Rather than enhancing the river’s ecology, many of these intrusive modifications are working against the rivers natural hydro-geomorphological and ecological processes, increasing encroachment of vegetation, and therefore reducing the channel’s conveyance capacity. They have increased flood risk on the river, and are probably contributing to the high water levels in the river during flood events (e.g. November 2009) as the river channel can no longer cope with increased flows (as a result of direct and indirect effects of placing these structures in the river).
It is also noteworthy that many of these structures have also not been successful in their original purpose of improving the fishery. In some respects these have created a ‘runway’ for salmon with salmon now quickly passing through the fishery to end up below Parteen weir. Many of the pools created no longer hold salmon, even at the peak of the summer runs.
The ORSRG is campaigning to get many of these structures removed or realigned in the river to restore a more naturalised river character which is more appropriate for a Special Area of Conservation and the management of the river within the requirements of the Habitats and Water Framework Directives.
The photos above of the ‘wall’ that was built along the middle of the river channel in beat 5 in the 1990’s is one of the more extreme examples of these modifications. We will be campaigning to have these and other structures removed, breached or realigned to restore a more natural looking and functioning river.

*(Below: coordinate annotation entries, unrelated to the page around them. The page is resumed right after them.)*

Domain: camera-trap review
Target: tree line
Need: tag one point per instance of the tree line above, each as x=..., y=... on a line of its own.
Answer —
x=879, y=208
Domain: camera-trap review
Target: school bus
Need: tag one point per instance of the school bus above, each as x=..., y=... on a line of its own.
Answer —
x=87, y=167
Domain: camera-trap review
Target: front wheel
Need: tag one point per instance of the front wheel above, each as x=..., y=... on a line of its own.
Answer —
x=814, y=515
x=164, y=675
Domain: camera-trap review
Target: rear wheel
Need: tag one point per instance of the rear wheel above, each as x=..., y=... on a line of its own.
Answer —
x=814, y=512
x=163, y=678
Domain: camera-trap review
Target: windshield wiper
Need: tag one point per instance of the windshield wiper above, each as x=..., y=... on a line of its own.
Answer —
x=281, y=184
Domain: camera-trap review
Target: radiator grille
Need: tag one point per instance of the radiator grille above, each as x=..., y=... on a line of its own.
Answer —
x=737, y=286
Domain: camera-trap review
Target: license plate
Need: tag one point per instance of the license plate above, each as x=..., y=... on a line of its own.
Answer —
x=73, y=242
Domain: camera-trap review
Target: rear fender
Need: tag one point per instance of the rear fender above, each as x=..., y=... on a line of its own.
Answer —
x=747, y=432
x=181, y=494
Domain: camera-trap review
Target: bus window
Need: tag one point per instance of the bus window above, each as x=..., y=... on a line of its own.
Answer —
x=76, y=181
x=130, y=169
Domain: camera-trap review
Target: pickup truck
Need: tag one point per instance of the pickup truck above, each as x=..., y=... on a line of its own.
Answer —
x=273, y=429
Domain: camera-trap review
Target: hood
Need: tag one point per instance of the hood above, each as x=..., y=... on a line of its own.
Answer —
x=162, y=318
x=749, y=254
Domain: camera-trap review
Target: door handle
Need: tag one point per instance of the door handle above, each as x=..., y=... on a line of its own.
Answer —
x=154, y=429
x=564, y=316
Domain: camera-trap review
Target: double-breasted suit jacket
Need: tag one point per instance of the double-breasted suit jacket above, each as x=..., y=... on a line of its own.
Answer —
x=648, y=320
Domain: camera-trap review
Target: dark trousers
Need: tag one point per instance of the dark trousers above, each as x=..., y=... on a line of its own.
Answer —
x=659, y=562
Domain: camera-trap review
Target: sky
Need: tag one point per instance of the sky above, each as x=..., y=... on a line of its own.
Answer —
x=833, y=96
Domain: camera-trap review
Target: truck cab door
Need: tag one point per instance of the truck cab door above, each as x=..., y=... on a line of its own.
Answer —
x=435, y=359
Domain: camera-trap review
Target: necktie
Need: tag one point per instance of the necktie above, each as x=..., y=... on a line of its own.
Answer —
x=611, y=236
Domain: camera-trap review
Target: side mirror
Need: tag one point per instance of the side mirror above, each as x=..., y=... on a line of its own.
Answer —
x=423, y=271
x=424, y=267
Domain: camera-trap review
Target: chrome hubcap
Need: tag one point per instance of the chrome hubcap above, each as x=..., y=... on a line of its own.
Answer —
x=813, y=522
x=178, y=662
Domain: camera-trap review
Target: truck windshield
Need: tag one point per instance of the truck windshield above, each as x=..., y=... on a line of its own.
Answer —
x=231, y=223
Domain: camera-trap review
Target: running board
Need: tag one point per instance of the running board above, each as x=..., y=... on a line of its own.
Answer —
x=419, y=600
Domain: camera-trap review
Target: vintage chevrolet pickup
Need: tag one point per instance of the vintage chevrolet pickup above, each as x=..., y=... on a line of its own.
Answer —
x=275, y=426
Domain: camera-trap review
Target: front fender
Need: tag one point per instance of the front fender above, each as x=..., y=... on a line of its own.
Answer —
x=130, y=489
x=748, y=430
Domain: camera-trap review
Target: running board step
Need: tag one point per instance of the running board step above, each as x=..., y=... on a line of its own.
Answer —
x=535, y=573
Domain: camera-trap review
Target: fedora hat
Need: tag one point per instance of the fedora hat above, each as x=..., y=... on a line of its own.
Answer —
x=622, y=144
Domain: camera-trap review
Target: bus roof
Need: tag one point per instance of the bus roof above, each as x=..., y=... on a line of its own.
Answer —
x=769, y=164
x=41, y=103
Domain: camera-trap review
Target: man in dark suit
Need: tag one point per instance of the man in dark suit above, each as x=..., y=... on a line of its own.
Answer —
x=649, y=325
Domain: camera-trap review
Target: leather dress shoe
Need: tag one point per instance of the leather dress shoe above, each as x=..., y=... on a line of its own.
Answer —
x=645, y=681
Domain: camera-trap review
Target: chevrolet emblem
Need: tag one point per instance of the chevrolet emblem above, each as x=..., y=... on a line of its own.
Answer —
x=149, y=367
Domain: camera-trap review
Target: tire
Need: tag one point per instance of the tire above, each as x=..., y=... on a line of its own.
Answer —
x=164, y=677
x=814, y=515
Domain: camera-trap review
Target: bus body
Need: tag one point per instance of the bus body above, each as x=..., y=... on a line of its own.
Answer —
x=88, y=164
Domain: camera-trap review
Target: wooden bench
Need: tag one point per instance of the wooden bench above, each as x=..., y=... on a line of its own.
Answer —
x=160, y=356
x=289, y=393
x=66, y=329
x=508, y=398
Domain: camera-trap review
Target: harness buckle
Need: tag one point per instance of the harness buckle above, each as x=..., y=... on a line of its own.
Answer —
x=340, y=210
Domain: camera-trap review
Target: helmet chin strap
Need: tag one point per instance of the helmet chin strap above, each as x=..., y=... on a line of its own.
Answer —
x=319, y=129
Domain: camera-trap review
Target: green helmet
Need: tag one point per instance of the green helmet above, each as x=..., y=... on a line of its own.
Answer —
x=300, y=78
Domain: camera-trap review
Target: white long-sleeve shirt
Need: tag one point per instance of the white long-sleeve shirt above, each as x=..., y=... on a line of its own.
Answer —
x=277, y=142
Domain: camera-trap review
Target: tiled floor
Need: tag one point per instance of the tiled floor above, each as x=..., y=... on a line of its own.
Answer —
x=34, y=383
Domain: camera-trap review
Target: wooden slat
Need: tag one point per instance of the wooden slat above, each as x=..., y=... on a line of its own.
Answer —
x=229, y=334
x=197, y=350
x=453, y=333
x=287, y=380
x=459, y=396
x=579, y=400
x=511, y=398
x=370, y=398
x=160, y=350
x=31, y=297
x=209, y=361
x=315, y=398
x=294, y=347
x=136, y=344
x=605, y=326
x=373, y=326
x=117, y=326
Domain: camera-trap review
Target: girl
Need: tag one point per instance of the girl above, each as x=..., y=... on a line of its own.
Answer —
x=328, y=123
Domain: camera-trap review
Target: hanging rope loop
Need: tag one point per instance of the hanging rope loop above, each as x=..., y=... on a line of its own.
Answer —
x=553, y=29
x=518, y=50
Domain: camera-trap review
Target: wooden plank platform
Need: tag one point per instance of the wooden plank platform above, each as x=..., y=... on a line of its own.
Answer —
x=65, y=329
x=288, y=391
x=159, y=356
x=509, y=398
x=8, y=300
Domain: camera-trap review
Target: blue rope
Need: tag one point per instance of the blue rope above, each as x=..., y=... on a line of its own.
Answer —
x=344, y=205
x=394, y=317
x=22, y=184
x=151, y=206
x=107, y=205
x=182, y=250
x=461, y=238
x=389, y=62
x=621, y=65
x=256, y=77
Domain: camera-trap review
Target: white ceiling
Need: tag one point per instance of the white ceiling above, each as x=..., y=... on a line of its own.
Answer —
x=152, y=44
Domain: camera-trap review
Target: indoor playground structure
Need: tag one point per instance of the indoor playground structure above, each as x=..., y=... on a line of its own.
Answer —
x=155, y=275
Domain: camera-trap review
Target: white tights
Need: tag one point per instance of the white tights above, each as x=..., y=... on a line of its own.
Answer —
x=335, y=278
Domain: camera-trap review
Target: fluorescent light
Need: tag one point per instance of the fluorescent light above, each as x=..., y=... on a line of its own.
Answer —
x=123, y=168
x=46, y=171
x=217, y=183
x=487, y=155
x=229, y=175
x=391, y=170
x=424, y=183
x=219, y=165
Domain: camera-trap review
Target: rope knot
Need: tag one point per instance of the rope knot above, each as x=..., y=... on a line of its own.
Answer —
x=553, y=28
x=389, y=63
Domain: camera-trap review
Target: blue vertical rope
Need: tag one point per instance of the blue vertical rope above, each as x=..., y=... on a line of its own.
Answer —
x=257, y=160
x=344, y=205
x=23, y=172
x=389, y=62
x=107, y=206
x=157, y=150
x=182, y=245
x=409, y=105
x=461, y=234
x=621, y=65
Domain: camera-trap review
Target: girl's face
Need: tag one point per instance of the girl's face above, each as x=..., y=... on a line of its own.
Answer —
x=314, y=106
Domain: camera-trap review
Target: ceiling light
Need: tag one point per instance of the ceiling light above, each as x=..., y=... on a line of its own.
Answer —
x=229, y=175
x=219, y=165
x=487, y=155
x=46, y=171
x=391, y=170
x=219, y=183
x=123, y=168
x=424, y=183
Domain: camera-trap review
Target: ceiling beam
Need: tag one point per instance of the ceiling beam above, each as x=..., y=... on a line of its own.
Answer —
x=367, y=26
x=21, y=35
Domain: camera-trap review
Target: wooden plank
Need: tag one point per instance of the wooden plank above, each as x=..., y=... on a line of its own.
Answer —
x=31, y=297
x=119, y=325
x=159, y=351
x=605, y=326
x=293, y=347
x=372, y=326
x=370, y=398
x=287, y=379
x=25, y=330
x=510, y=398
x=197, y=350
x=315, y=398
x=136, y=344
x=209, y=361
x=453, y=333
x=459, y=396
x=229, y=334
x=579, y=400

The photo below shows the car park at the entrance to Beat 6 at the Castleconnell Fishery under water during early January 2014. The flooded entrance to a recently constructed house, arguably built too close to the river, is also apparent. The flows (discharge) in the river at that time would be considered just average flow volumes prior to the Shannon scheme. The water levels are higher than they should be due to channel encroachment by trees and other vegetation, siltation and also due to the presence of numerous instream ‘fisheries development’ structures. The conveyance capacity of the river channel has been significantly reduced due to these effects, flood risk has been increased, and the ecological status of the river has been diminished.
The encroachment of silt and vegetation has mainly occurred as a result of the long term severe reduction of discharge in the river (compensation flow is equivalent to a 1 in 50 year drought flow only) which has reduced the ability of the river to maintain itself through natural hydro-geomorphological processes. However, the effects of encroachment have been exacerbated by the numerous ‘fisheries development’ structures in the river.
For further information please see these posts:
- A sustainable compensation flow is needed for the Old River Shannon
- Then and now; The “bush hole” area of the Castleconnell Fishery on the Lower River Shannon
The ORSRG is campaigning for the provision of increased and variable flows in the Old River Shannon to be delivered within the context of a sustainable management plan for the river and SAC. We will also be campaigning for the removal of many of the fisheries weirs and angling structures in the river, to facilitate the restoration of a physically more naturalised river corridor in the interests of complying with the requirements of the Water Framework and Habitats Directives.